As you look around the world at successful companies, they have at least one thing in common – as times change, they change. Embracing new ideas and technology, improving culture and enhancing techniques enables them to grow. Companies that reject change remain stagnant at best. 

We accept the need for innovation in private industry, but here in Kentucky, we insist on educating children in the same way we did 50 years ago. Many of Kentucky’s leaders sit in terror when considering trying something new like empowering parents with choices of where to educate their children in the form of scholarship tax credits, charter schools or education savings accounts. However, fear of these new approaches is unjustified as we see them working in other cities and states.

Take New Orleans, for example.

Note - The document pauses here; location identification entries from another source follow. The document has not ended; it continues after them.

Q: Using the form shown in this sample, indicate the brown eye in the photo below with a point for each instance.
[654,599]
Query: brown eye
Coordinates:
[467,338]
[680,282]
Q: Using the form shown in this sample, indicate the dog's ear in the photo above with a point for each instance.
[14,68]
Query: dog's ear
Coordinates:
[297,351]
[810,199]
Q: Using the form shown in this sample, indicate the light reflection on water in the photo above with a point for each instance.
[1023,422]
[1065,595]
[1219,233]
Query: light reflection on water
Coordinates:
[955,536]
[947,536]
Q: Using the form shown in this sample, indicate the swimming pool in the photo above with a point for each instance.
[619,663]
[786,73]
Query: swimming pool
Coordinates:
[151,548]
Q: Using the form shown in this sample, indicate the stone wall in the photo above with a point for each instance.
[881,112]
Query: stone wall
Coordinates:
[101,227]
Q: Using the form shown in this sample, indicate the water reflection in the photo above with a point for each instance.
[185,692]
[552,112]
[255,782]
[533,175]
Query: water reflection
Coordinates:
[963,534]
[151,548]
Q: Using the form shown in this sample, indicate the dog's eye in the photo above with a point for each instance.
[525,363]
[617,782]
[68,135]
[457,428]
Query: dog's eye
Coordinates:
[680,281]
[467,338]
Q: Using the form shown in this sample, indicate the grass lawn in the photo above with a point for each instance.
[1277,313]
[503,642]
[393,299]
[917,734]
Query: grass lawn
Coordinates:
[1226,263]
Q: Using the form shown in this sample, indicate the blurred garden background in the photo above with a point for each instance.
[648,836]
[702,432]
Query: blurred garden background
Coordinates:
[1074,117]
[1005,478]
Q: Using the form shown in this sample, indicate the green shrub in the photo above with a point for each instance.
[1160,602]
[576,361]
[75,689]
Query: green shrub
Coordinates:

After Hurricane Katrina, the city began opening charter schools to replace its formerly troubled traditional public school system. New Orleans’ charter school model has given way to improvements in test scores and graduation rates while failing schools turned charters continue to rise in the rankings. Embracing this progress, the Orleans Parish School Board voted last week to move to a nearly 100% charter school model.

Yet, as we watch New Orleans build on their charter school successes, Kentucky has yet to fund even one charter school.

The improvements seen in present-day New Orleans’ schools show that the right charter schools could be the key to turning around our own deficient schools. With struggling schools across the state and our largest school district ranking as one of the worst in the country, we cannot remain paralyzed by fear of change and continue down the same path that's failing too many of our children. If we're to prepare children for the future, we must begin embracing proven, present-day solutions to our ailing education system.